PERÚ: PAÍS DE MASOQUISTAS 🇵🇪
En los 80s, Perú era un país desahuciado. La hiperinflación y el terrorismo nos tenían en el subsuelo. Estábamos recorriendo el mismo camino que Cuba y Venezuela. Lo normal es que nunca hubiéramos salido de esa pobredumbre.
Entonces en los 90s ocurrió una anomalía histórica: se emprendieron reformas liberalizadoras que rompieron con la dirección que llevaba el país. La moneda se estabilizó y la economía despegó. Se crearon las condiciones para que millones de peruanos dejaran atrás la miseria.
Lo increíble es que, después de haber visto los resultados de ese cambio, una parte importante del país sigue sintiendo fascinación por las mismas ideas que nos llevaron a la ruina. Es como una enfermedad que se niega a desaparecer, como un cáncer que no quiere dejarse extirpar. Cambian los nombres, cambian los partidos, cambian los discursos, pero siempre reaparece la vieja promesa de que la Izquierda funciona, cuando fue precisamente la Izquierda la que nos hundió.
A pesar de eso, el Perú ha seguido avanzando. No gracias a los políticos de Izquierda, sino a pesar de ellos. Durante décadas, los pilares fundamentales de la libertad económica lograron mantenerse en pie. La propiedad privada, la libertad contractual, la inversión y una relativa seguridad jurídica permitieron que el país continuara creciendo incluso mientras todos los partidos políticos hacían todo lo posible por sabotear la confianza y la estabilidad.

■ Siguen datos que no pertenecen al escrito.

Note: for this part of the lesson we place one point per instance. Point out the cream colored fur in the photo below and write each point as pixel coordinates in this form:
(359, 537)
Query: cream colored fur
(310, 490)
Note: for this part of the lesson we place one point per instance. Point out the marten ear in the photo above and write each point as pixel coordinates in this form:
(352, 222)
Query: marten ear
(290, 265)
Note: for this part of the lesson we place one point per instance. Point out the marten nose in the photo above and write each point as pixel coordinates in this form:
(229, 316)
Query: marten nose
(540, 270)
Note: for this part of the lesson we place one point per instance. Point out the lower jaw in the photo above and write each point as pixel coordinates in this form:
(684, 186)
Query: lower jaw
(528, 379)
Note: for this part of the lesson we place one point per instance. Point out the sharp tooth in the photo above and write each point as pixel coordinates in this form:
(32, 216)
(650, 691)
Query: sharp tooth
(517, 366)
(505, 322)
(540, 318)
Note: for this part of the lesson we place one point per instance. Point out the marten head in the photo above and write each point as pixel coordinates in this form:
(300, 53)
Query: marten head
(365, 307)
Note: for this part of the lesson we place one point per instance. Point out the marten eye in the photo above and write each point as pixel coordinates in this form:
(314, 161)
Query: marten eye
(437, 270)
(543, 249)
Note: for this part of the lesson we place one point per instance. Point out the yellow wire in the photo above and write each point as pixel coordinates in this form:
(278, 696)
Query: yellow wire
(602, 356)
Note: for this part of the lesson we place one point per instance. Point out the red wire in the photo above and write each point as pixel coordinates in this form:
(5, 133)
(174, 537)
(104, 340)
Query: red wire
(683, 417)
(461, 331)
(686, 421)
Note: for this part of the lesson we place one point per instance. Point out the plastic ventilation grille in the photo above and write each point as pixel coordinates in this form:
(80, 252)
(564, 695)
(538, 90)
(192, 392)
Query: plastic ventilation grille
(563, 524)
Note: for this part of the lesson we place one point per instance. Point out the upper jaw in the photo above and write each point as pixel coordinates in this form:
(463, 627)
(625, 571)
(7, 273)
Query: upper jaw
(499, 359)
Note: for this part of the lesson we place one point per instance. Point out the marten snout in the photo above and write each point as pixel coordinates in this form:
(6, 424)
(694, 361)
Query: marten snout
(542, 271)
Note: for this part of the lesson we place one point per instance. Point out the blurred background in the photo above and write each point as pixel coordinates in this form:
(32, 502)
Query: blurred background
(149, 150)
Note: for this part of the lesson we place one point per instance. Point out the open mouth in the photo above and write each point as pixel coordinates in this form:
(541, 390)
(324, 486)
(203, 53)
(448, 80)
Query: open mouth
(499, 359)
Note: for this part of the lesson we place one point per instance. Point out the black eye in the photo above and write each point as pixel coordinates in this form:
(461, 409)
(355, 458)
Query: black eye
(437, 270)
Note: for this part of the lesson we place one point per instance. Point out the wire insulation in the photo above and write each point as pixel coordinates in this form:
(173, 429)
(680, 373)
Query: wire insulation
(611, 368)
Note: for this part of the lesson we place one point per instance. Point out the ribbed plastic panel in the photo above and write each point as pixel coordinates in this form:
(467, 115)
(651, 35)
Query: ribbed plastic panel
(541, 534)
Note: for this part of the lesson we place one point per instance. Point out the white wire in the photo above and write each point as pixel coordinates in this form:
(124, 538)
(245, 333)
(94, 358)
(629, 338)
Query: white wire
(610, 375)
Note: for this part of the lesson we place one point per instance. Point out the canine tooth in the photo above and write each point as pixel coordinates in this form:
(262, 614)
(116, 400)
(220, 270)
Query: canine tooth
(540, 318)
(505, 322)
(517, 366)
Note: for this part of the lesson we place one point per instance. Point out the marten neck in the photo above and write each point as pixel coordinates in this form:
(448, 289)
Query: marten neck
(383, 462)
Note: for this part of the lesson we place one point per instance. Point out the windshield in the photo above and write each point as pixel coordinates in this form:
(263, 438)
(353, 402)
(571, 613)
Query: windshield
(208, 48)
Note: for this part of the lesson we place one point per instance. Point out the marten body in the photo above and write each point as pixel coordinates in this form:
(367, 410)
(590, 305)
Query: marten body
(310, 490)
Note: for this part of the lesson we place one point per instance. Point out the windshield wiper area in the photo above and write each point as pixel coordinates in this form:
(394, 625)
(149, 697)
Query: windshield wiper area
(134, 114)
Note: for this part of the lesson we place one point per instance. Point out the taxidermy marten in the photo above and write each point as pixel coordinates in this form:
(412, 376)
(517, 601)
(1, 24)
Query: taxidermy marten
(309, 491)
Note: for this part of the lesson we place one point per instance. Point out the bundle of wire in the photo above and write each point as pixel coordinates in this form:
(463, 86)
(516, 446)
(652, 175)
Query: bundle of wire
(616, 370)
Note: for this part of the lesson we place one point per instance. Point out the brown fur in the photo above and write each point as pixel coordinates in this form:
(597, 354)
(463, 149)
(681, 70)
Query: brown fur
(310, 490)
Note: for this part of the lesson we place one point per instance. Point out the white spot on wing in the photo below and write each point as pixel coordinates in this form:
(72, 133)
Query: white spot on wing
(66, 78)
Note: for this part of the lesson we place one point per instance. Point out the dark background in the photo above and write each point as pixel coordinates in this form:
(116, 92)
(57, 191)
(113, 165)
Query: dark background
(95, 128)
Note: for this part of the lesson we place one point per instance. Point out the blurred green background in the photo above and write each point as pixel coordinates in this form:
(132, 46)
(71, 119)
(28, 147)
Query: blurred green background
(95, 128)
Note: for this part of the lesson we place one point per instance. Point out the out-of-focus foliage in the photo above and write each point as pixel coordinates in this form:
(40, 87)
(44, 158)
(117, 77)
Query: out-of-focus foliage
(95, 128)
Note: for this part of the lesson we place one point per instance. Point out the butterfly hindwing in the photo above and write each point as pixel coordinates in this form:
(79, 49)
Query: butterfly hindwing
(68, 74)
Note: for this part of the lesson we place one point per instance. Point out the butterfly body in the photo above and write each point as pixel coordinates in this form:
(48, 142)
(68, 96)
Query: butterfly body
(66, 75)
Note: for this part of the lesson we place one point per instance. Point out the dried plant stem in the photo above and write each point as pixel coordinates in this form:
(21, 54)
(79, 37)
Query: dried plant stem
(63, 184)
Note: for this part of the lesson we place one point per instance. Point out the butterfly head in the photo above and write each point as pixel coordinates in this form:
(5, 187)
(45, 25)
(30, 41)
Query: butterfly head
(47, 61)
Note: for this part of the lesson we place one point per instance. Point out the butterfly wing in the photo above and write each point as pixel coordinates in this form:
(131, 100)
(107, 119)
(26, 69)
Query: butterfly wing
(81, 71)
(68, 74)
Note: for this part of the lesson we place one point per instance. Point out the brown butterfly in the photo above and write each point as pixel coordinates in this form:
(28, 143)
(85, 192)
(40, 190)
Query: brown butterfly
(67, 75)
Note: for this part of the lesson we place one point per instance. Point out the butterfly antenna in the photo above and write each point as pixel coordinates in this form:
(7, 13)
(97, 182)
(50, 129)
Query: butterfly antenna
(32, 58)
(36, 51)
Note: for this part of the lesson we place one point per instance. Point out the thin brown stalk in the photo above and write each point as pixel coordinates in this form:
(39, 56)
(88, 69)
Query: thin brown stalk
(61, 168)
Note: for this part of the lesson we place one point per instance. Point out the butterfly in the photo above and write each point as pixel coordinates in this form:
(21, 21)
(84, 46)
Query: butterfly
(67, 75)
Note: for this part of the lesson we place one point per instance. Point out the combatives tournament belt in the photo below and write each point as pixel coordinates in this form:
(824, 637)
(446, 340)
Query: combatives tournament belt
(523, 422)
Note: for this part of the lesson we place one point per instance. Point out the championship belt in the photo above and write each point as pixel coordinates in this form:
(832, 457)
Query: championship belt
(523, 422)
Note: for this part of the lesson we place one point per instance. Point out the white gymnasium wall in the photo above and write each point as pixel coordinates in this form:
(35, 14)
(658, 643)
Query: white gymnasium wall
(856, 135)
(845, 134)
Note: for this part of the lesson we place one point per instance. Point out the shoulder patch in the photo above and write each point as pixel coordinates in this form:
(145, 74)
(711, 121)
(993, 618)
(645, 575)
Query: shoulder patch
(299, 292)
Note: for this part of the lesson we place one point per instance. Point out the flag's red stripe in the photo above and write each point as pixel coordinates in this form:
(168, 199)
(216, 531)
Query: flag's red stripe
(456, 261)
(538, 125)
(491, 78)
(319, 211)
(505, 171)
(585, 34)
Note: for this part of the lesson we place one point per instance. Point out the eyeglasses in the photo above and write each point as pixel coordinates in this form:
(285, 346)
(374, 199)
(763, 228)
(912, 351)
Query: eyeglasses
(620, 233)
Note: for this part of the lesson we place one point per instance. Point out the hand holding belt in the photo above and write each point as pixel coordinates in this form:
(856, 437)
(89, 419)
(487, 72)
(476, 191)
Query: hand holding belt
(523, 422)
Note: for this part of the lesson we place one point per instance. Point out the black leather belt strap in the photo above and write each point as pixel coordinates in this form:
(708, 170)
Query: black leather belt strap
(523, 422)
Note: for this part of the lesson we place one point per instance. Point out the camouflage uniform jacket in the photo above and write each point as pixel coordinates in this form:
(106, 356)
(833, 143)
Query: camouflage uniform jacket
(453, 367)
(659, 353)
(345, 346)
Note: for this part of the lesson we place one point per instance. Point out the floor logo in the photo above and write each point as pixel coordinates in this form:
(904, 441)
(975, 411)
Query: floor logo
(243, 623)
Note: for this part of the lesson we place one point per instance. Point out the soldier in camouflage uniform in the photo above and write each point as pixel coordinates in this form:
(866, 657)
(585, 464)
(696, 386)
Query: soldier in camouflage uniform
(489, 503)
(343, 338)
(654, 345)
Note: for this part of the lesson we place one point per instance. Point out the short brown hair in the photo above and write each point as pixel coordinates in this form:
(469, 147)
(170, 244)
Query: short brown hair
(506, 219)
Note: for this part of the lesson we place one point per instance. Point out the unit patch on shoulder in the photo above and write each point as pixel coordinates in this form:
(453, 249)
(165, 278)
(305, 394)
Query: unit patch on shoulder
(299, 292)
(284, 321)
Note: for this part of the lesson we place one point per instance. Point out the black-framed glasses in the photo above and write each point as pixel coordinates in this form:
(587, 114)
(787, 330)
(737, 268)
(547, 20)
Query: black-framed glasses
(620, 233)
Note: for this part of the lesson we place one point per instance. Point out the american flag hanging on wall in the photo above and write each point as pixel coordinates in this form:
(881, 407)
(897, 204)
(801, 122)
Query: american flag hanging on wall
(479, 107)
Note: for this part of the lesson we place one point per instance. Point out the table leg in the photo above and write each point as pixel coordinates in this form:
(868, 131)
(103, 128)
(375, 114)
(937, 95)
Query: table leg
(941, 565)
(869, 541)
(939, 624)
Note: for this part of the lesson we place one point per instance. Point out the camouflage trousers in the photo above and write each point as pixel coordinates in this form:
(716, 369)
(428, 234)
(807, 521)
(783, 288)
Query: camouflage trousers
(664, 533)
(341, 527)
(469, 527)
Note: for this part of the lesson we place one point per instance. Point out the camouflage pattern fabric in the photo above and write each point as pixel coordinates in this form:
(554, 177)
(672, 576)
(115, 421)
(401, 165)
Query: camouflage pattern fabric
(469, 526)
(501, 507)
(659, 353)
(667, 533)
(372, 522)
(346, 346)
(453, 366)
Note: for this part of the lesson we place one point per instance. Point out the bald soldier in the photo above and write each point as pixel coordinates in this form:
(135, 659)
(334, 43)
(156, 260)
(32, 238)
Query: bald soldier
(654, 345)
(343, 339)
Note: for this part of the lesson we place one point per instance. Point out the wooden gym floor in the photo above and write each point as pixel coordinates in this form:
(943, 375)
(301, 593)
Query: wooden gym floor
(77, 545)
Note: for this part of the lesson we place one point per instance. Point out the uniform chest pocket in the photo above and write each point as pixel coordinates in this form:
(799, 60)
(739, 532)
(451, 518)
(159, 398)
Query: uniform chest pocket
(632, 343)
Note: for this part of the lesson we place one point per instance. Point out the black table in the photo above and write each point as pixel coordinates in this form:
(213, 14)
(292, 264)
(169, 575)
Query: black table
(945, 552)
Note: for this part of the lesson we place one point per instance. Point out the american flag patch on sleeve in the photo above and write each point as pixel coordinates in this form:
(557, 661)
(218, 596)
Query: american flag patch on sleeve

Lo paradójico es que muchas personas disfrutan de los beneficios de una economía relativamente libre mientras atacan precisamente aquello que los hizo posibles. Trabajan en empresas privadas, consumen bienes producidos por mercados competitivos y aprovechan oportunidades creadas por la inversión, pero siguen votando por la Izquierda que nos llevó al apocalipsis en los 80s.
Parece que la gente de este país tuviera una extraña incapacidad para aprender de su propia historia. Cada generación recibe una nueva oportunidad para consolidar la prosperidad, y cada generación produce también una masa de gente dispuesta a dinamitar los cimientos sobre los que descansa esa prosperidad. Como si el éxito produjera culpa y el fracaso produjera nostalgia.
Hay países que recuerdan sus errores para no repetirlos. Aquí, en cambio, pareciera que algunos los recuerdan con cariño. Cada vez que aparecen discursos que prometen soluciones mágicas desde la Izquierda, miles de personas vuelven a escucharlos con entusiasmo, como si la experiencia del siglo pasado nunca hubiera pasado.
Y ahora, una vez más, el país se enfrenta a otra decisión deprimente. Nuevamente una parte de la población parece asomarse al borde del abismo con un sadismo inquietante. Son como ese masoquista que no puede resistirse al dolor, parecen atraídos por aquello que amenaza con devolverlos al dolor del pasado. A veces da la impresión de que no solo han olvidado el hambre y la miseria, sino que incluso los extrañan.